I think binary search can be applied to linked lists (even the singly ones). Say I have a SLL

1  → 3 → … → 100 and I want to insert 2. Then I can traverse till the mid point taking N/2 time (assuming I maintain a global count variable) and the value there (50) is greater than than the value to be inserted (2) so I keep the left pointer as is and make the right pointer point to node containing 49.

Effective SLL now is: 1 → 3 → … → 49.

Again same steps, the time to traverse till mid (25) is (N/2)/2 = N/4.

So on and so forth the effective time to find the location to insert 2 will be N/2 + N/4 + N/8 .. = $\log _{2} n$. Inserting a new node is O(1) anyways.

I calculated and it comes to be O( N) . Can you confirm?

@Yuvraj Raghuvanshi how n/2 + n/4 + n/8 + ... + 1 = log n ??

And what you're doing is equivalent to linear search.

Ah yes I made a mistake. Comparisons will be O(log n) traversal still is in O(n)
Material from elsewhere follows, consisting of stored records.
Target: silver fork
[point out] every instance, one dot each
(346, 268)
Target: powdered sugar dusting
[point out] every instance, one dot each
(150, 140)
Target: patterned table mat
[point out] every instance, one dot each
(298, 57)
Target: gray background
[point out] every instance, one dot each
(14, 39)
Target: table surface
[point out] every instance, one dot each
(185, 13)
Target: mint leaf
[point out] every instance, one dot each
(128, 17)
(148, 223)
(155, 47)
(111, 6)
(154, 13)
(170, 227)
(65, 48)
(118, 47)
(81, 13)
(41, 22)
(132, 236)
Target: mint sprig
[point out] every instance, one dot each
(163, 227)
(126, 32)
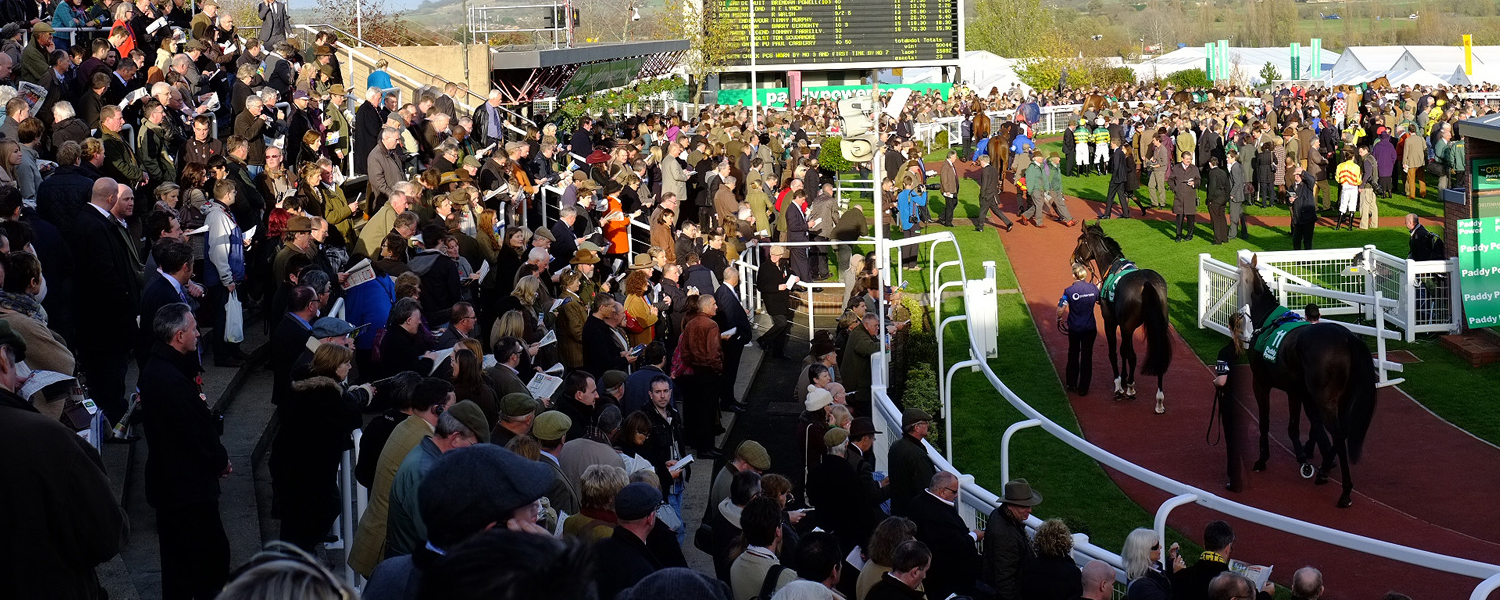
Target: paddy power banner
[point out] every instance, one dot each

It’s better to take the worst case possible

Assume we have 1<->2<->3<->4 in the list

new node to be added is say 5

so to maintain the linked list in the sorted order we have to go to the last node to insert this new node

which takes O(n) time if we n elements

so option c is correct

Correct

i will edit the arrows

but will it make a difference??

what do you think
Yes this seems correct.
In this question we  are using liner – serch algorthim(check each element one by one) so O(n) ?
edited
Not only linear search you can also use binary search but the results would be same as in binary search also traversing takes O(n)